His evidence states his fears that if he returns to the country, “he will be at real risk of further abduction, serious bodily harm, or even death.”
‘Very serious offence’
Maharaj said, despite the circumstances of his flight from Sierra Leone, Jalloh “made a choice to enter Canada surreptitiously.”
She said the breach of a court order designed to protect the safety of Canadians “is a very serious offence.”
“I accept that, in many circumstances, a breach of a court order to refrain from going to a place that you are not allowed to go (commonly referred to as a ‘no-go’ condition) might be interpreted as lower on the scale of gravity of offences than other types of breaches of court orders,” she wrote.
“An order prohibiting a person from entering all of Canada could be colloquially compared to a ‘super no-go’ because of the geographic extent of the prohibition. The order prohibiting an individual from entering all of Canada, for whatever reasons have been accepted by an adjudicative body or a court, is a very serious order focused on ensuring public safety and protecting the Canadians from the individual who has been deemed inadmissible to all of Canada.”
Maharaj said that while this is Jalloh’s first attempt to enter Canada illegally, he also possesses a “very significant criminal record.”
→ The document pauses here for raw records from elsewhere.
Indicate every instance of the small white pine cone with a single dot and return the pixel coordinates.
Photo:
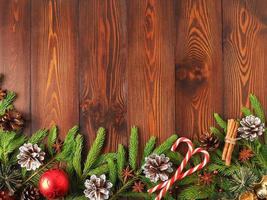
(97, 188)
(251, 127)
(157, 167)
(30, 156)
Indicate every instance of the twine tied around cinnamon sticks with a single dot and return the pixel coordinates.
(230, 141)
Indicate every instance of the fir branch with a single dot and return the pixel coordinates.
(51, 139)
(103, 169)
(133, 148)
(7, 102)
(246, 111)
(256, 105)
(94, 151)
(112, 171)
(165, 146)
(121, 159)
(68, 147)
(38, 136)
(150, 145)
(220, 121)
(77, 155)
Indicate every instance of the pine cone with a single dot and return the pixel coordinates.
(251, 128)
(30, 193)
(2, 94)
(97, 188)
(209, 141)
(30, 156)
(157, 167)
(10, 179)
(11, 121)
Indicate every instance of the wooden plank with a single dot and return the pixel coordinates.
(103, 88)
(54, 71)
(151, 68)
(15, 51)
(199, 73)
(245, 49)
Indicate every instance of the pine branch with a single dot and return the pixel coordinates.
(7, 102)
(103, 159)
(94, 151)
(246, 111)
(38, 136)
(51, 139)
(165, 146)
(103, 169)
(150, 145)
(256, 105)
(68, 147)
(220, 121)
(77, 155)
(121, 159)
(112, 171)
(133, 148)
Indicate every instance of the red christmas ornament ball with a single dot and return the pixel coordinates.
(54, 184)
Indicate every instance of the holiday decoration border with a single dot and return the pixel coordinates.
(237, 168)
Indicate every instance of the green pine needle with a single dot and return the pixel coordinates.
(38, 136)
(256, 105)
(246, 111)
(94, 151)
(220, 121)
(103, 169)
(165, 146)
(150, 145)
(7, 102)
(51, 139)
(77, 155)
(112, 171)
(133, 148)
(121, 159)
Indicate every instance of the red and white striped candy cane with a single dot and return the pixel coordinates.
(182, 165)
(165, 186)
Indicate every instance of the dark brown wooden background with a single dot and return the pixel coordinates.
(163, 65)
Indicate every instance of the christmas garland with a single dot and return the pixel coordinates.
(40, 166)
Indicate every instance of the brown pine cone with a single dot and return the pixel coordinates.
(11, 121)
(209, 141)
(30, 193)
(2, 94)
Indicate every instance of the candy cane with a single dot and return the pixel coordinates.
(165, 186)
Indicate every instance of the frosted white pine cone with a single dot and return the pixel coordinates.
(30, 156)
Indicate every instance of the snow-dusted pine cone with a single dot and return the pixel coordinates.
(30, 193)
(157, 167)
(251, 127)
(30, 156)
(97, 188)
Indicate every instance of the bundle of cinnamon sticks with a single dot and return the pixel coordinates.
(230, 141)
“The most comparable cases demonstrate a range in sentence between three and nine months in gaol, with sentences on the higher end of that range reserved for offenders who possess a notable criminal record or who have attempted to enter Canada without authorization more than once,” she wrote.
“Sentences shorter than five months are generally reserved for those offenders who come to the Court with no criminal record and as first-time offenders, or offenders with extraordinarily mitigating circumstances.
“Weighing all the foregoing mitigating and aggravating factors together, I have determined that a proportionate and individualized sentence for Mr. Jalloh’s conduct is five months in gaol.”